Why? What is that good for?
Save license-costs and putting ingest-pipeline load somewhere else! :smiley:
At my workplace we currently parse the events mostly with Logstash, but configuring those grok-filters so that the messages are ECS-comform is a lot of work. Yes, I know that there is a possibility to export those ingest-pipelines from Beats to Logstash compatible filters, but a few things will not work (for more info have a look at https://www.elastic.co/guide/en/logstash/current/ingest-converter.html).
The thought about doing the parsing with Logstash was, that the parsing load is kept away from the Elasticsearch-cluster.

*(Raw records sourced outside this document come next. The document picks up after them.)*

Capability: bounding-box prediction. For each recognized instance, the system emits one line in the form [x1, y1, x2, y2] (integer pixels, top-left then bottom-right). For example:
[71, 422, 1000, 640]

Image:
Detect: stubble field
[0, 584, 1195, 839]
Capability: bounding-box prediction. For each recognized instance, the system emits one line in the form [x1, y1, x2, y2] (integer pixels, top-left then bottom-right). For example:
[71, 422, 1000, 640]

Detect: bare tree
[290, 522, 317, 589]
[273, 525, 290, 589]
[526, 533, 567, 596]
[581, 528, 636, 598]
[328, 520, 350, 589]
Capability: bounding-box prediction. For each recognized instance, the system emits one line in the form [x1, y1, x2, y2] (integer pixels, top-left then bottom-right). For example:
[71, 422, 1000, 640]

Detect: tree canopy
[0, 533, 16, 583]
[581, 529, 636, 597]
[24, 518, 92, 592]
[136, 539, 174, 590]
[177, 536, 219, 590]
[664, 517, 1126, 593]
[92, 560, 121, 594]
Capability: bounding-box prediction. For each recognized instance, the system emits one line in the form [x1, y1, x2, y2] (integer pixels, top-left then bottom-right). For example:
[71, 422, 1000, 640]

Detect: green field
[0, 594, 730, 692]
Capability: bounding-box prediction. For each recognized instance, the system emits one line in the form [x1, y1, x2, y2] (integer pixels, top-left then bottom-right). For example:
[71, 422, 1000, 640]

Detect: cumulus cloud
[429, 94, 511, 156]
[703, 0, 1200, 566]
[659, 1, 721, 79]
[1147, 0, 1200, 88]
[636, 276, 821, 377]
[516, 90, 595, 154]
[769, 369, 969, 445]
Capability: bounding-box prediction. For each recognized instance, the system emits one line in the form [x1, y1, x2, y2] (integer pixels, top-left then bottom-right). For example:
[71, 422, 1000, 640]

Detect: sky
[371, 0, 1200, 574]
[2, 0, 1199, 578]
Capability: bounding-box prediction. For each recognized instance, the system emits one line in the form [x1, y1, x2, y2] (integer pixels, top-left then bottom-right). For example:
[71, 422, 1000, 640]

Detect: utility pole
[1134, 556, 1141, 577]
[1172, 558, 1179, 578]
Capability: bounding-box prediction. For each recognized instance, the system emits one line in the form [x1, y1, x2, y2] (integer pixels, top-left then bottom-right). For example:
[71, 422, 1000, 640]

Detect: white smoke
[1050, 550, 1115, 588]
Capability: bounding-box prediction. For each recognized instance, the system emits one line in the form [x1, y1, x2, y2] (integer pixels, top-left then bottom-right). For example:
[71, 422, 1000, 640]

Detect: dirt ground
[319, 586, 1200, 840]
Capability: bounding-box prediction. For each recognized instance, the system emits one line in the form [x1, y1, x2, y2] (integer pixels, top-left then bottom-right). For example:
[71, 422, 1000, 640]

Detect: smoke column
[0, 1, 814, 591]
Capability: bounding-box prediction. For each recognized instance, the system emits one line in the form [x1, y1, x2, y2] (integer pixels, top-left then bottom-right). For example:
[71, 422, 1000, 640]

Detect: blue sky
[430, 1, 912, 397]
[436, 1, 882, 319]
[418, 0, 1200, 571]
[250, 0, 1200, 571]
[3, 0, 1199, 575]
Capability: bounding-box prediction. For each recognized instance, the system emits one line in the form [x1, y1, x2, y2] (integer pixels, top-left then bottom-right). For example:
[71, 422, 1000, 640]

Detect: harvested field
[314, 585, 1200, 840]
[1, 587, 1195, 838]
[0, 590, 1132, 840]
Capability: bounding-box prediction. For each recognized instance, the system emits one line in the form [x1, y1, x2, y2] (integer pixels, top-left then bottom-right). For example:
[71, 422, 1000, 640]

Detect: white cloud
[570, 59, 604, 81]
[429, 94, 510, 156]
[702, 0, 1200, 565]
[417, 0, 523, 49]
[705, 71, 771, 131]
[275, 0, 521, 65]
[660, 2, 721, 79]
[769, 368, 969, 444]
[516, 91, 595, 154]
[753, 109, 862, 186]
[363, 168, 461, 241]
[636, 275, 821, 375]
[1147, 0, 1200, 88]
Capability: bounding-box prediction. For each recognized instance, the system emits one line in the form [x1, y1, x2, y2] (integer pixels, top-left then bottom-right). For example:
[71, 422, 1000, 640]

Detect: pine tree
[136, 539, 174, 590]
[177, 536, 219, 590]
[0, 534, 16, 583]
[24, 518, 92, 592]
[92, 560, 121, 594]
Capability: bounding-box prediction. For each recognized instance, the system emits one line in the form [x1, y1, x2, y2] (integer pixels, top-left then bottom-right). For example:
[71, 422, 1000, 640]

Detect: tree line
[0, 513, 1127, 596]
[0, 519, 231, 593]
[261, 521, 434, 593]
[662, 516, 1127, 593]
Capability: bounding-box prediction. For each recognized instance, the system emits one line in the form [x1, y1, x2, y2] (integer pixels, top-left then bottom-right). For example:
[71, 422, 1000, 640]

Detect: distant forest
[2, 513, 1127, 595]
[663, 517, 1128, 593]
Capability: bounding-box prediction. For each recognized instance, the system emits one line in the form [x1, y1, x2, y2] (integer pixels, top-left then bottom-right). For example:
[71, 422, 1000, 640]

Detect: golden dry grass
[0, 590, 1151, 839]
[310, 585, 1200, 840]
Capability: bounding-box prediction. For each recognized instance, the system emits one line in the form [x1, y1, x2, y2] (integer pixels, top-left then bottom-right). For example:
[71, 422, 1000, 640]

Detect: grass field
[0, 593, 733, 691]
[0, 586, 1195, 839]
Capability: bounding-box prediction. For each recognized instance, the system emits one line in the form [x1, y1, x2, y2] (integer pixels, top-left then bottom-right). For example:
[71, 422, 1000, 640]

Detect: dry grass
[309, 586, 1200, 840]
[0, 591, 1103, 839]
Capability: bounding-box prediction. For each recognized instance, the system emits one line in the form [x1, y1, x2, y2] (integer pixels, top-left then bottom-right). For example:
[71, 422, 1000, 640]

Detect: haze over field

But things evolve and our employees want to use more and more features where the data should be saved in ECS-schema. Hardly manageable with Logstash in the long-term :pensive:.

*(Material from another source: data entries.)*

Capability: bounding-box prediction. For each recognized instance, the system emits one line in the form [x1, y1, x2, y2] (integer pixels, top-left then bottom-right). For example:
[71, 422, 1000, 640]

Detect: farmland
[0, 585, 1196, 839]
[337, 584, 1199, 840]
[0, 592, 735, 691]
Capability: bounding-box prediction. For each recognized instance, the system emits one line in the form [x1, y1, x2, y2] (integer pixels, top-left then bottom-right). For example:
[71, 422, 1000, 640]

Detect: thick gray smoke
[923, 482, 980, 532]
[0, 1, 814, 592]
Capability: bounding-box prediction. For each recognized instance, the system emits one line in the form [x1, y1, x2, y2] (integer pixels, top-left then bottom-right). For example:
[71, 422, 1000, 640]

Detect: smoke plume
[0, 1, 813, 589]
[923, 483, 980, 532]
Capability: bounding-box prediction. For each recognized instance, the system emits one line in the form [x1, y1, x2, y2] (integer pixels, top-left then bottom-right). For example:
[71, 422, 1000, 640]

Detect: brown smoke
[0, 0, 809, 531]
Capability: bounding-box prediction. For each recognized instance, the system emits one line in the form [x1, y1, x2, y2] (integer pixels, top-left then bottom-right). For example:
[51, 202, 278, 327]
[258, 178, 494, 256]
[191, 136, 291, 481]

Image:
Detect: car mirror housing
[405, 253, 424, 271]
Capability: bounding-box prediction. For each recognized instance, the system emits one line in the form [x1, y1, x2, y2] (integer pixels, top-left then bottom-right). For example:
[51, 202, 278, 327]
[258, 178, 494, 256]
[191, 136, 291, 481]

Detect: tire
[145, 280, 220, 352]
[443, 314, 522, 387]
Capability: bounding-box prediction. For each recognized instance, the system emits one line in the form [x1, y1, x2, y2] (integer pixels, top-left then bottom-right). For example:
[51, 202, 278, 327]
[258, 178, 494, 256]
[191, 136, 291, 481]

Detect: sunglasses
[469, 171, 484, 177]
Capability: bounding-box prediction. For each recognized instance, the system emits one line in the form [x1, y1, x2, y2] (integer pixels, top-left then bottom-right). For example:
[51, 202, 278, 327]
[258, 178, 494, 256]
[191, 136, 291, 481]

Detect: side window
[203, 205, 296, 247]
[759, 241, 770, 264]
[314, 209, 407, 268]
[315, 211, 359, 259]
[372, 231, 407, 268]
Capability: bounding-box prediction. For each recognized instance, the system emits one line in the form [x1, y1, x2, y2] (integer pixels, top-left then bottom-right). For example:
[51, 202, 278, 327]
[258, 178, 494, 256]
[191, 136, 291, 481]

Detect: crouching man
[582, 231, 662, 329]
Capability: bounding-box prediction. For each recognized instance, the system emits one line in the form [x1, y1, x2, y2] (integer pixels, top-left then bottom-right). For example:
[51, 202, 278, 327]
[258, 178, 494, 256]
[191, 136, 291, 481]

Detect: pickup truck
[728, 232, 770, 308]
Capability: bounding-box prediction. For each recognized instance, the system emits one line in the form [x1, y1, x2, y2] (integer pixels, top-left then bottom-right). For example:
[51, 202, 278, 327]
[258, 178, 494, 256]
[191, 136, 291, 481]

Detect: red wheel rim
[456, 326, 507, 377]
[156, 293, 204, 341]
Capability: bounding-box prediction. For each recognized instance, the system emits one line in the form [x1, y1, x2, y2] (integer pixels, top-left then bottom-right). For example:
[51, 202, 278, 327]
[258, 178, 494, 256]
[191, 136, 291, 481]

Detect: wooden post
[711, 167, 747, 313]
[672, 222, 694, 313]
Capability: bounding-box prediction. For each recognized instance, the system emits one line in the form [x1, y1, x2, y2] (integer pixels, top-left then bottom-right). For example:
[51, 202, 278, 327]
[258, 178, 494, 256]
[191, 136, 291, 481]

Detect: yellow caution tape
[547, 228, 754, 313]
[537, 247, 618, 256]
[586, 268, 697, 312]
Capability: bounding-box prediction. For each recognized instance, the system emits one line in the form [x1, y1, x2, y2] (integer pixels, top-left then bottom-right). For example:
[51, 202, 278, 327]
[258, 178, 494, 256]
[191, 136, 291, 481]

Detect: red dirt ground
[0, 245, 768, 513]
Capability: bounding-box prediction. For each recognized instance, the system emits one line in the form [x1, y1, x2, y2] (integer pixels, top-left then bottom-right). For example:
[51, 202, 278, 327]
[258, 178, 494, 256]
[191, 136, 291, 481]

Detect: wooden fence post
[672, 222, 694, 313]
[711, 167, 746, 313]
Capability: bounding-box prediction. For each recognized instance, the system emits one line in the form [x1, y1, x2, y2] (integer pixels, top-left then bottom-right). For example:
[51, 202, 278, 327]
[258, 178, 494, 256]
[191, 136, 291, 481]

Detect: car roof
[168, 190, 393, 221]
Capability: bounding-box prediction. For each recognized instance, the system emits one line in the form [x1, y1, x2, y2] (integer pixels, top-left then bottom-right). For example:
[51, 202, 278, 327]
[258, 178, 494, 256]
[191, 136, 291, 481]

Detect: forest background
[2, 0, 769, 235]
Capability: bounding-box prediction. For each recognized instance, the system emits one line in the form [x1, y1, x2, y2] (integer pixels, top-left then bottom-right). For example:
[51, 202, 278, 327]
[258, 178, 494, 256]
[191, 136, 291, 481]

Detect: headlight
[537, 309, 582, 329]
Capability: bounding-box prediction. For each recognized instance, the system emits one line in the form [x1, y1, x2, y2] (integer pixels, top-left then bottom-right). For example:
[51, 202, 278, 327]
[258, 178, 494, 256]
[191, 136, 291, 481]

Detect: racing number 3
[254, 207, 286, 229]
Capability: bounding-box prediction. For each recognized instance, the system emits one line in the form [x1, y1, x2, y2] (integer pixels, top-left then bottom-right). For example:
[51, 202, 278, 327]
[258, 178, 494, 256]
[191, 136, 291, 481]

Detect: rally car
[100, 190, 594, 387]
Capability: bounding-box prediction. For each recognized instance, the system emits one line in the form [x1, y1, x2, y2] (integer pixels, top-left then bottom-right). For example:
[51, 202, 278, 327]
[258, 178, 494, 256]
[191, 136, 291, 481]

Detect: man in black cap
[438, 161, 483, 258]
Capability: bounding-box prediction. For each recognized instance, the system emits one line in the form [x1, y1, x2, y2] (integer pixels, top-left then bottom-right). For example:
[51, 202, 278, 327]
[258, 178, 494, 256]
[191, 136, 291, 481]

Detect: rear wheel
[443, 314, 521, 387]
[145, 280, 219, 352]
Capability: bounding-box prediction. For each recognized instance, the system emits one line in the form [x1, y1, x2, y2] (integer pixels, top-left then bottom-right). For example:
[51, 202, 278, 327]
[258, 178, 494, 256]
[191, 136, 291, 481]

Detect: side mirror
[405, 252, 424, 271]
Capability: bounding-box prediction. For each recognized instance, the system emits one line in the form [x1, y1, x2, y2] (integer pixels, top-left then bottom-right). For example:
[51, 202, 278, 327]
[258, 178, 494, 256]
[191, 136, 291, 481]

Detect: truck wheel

So I thought, why not use an own "Ingest-Cluster" where we just send all the wonderful logs in via the different Beats? All the Beats include the necessary ingest-pipelines and for this, we even can use the basic-license. The "Ingest-Cluster" would keep away the load from the expensive licensed one, and we would not need more licenses for extra ingest-nodes.
Only caveat is, that the events land with about 1 min delay in the final Elasticsearch-cluster.
Time to set up a PoC
Prerequisites
For that we need two VMs with Docker and docker-compose
. I quickly set them up with Fedora Server 34 each with about 30GB of space and 8GB RAM.

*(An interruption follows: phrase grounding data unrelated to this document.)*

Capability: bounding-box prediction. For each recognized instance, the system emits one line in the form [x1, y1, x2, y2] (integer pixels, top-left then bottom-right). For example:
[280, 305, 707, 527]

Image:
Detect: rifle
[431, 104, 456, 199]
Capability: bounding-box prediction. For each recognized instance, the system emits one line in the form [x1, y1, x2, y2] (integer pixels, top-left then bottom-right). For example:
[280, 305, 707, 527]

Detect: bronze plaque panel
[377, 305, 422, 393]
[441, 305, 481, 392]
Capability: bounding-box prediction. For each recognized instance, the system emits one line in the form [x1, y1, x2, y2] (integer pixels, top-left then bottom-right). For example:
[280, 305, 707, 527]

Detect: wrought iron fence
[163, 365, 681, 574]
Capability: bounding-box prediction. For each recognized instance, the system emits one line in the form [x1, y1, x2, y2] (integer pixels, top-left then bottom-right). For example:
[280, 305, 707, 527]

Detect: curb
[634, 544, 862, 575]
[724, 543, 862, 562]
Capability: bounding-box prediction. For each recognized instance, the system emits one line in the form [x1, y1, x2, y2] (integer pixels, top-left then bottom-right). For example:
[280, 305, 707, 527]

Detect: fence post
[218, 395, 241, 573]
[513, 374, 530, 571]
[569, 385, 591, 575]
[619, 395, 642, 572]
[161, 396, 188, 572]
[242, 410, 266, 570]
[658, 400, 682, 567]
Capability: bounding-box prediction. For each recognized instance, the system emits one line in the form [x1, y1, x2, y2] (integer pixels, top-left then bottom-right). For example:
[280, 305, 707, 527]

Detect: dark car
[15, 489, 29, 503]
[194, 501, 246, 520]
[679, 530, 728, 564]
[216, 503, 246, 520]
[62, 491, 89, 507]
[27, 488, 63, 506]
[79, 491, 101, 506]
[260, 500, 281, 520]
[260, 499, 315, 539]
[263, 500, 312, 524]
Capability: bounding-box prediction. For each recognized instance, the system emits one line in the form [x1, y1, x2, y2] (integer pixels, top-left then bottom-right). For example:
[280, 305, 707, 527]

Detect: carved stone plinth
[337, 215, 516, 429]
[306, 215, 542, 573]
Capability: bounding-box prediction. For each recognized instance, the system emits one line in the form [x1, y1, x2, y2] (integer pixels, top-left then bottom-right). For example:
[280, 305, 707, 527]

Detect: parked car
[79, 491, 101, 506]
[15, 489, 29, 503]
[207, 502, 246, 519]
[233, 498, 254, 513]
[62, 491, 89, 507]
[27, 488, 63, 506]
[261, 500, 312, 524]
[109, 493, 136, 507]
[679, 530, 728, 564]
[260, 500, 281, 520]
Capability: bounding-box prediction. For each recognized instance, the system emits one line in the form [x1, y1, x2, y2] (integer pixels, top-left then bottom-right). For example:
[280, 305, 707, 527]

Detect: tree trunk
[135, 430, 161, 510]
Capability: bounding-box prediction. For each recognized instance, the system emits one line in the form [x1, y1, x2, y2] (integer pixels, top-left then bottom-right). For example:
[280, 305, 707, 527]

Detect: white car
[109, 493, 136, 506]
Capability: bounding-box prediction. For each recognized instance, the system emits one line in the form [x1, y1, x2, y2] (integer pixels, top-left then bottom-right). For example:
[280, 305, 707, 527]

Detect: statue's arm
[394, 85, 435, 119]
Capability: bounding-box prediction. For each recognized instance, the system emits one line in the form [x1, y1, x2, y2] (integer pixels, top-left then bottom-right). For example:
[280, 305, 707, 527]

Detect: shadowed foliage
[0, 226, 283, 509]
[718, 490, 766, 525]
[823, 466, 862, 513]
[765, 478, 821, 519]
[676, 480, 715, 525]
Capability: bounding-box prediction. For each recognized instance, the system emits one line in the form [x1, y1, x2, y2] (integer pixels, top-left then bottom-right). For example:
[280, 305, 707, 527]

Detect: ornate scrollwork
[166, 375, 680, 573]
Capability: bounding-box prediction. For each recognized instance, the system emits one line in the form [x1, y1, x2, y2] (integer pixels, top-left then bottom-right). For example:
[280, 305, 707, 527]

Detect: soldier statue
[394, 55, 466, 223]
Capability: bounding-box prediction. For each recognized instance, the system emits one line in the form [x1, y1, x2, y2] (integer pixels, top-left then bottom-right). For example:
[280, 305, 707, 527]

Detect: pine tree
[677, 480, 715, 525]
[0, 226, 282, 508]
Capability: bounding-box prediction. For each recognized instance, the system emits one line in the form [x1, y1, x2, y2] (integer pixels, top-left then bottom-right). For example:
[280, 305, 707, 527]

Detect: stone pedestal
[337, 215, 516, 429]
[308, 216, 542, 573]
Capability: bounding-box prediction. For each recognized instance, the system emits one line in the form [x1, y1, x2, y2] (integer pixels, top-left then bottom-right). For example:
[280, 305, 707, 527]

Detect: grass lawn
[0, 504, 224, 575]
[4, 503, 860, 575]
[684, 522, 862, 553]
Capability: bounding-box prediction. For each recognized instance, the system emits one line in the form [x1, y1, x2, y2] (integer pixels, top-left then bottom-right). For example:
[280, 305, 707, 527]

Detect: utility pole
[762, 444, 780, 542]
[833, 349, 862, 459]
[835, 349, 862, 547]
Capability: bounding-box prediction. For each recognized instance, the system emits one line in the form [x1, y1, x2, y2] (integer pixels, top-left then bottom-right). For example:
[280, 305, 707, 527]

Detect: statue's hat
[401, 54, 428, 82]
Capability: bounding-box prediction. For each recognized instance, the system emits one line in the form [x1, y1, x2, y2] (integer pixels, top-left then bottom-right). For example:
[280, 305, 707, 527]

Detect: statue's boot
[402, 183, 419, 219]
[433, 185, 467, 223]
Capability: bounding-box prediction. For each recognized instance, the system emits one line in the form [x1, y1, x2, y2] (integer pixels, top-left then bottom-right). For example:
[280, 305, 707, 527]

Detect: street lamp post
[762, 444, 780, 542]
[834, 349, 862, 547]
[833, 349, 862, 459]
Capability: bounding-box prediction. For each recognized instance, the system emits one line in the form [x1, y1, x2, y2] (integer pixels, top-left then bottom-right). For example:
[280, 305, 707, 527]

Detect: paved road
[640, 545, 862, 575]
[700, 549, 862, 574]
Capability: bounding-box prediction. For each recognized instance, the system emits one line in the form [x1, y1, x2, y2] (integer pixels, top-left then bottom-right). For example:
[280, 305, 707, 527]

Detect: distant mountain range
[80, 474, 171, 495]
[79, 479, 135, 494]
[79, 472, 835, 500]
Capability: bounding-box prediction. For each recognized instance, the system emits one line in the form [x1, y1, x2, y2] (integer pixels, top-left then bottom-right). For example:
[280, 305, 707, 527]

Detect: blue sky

The first machine in this HowTo has the IP 192.168.56.107
the second one 192.168.56.108
. On both machines there is a single-node Elasticsearch-cluster and Kibana installed and started. Both Elastic-services are listening on all interfaces and for testing there are no credentials or any security features enabled.
The plan looks like following (sorry for the ASCII-art ;)):
logs --- sent via beats ---> Logstash ---> Elasticsearch*
|
|
|
Elasticsearch** <--- Logstash
* doing the ingest-pipeline load (uses basic-license)
** used for searching (uses some costly license)
The "Ingest-Cluster"
Oh, dear – In my hassle to accomplish this I forgot the config of the first Logstash-instance :flushed: – I’ll hand that in ASAP. But for a PoC this is also OK. In case you want to do it already with the first Logstash-service, the Elasticsearch output must be configured similar to this – https://www.elastic.co/guide/en/logstash/current/use-ingest-pipelines.html
In my real use-case I also really have some Beats running directly on the nodes, where Elasticsearch is running for scraping the Elasticsearch logs and so on. This is not that bad, because those will set up the needed ILM stuff automatically.
For the ingest-cluster I created following folder-structure on the first VM:
.
├── docker-compose.yml
└── etc
└── filebeat
└── filebeat.yml
It only configures a nginx-log-generator and Filebeat.
The docker-compose.yml
file has following content:
version: '3.8'
services:
nginx-loggen:
labels:
co.elastic.logs/module: nginx
image: kscarlett/nginx-log-generator
container_name: nginx-loggen
environment:
- RATE=20
filebeat:
container_name: filebeat
image: docker.elastic.co/beats/filebeat:7.14.0
# Need to override user so we can access the log files, and docker.sock
user: root
environment:
KIBANA_HOST: http://192.168.56.107:5601
ELASTICSEARCH_HOSTS: http://192.168.56.107:9200
restart: unless-stopped
volumes:
- filebeat:/usr/share/filebeat/data
- /var/run/docker.sock:/var/run/docker.sock
# This is needed for filebeat to load container log path as specified in filebeat.yml
- /var/lib/docker/containers/:/var/lib/docker/containers/:ro
- type: bind
source: ./etc/filebeat/filebeat.yml
target: /usr/share/filebeat/filebeat.yml
# disable strict permission checks
command: ["--strict.perms=false"]
volumes:
filebeat:
As you can see I use some Nginx log-generating service (https://github.com/kscarlett/nginx-log-generator) and Filebeat for ingesting the logs to the first Elasticsearch-cluster. This cluster will parse the logs nicely (except a few events, that seem not the be in the correct grok-pattern – TODO: further investigation needed).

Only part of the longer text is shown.